Я не успел возразить, как ощутил в себе удивление, но я удивился даже не фантастической конструкции этого автомобиля, а тому, что она мне показалась столь обычной и знакомой...
— Нам еще повезло, что сегодня, — говорит Семенов, — эта тачка бывает только по воскресеньям. Сегодня единственный день.
...ведь такого автомобиля вроде бы еще никогда не было, но мне очень сложно увидеть, чем же он отличается, я ведь с каждой секундой все больше и больше привыкаю к нему; и вот с трудом из глубины сознания выхватываю почти забытое: ...у этого автомобиля оптимально удобное (только две) количество дверей для того, чтобы они являлись одновременно и корпусом... да, они одновременно и корпус — загибаются в пол и крышу. При распахивании их — распахивается сам автомобиль, принимая форму буквы V; двери (как крылья) отъезжают в стороны на задних колесах, которые в этот момент поворачиваются вокруг своей оси под нужным углом, а сиденья, сиденья... вот! — они крепятся к дверям, и садишься уже после того, как зашел внутрь раскрытой машины, внутри машины оказываешься еще до того, как сел в нее (!). Наверняка еще масса новшеств, и хотя они перед глазами, я уже совершенно не вижу их, ибо слишком привык к ним, и не помню, чем именно еще предыдущие автомобили отличались от этого, они уже забыты мной, их словно и не было, вместо них одно лишь удивление: почему самый первый автомобиль не был таким, как этот: ведь такая конструкция самая простая и естественная, потому что в ней нет ничего лишнего.

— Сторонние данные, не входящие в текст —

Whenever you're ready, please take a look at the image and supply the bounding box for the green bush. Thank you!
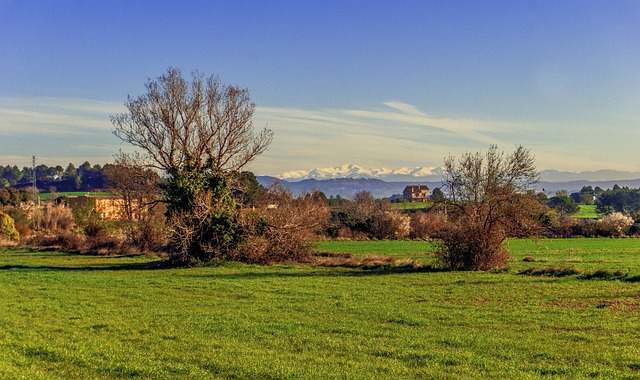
[0,211,20,241]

Как же несовершенен наш разум, чтобы столь долго идти к тому, что само собой разумеется... выходит его и не было до сих пор, он только сейчас зародился — автомобиль только начат: когда он захлопнулся и отъехал, я сразу увидел, что он очень далек от совершенства: он слишком приземист, а ведь сама приподнятость его над землей говорит о возможности неограниченной высоты... И вот из автомобиля уже выползает вверх гигантская плоскость, делая его все более и более гармоничным, но не просто плоскость — это гигантский плакат с надписью: «Дом для всех нищих и покинутых», и, кажется, сама лишь эта идея дома для всех уже раздвигает автомобиль горизонтально, так что плакат оказывается задней стеной огромного фургона с прицепом, где могут уместиться все бездомные.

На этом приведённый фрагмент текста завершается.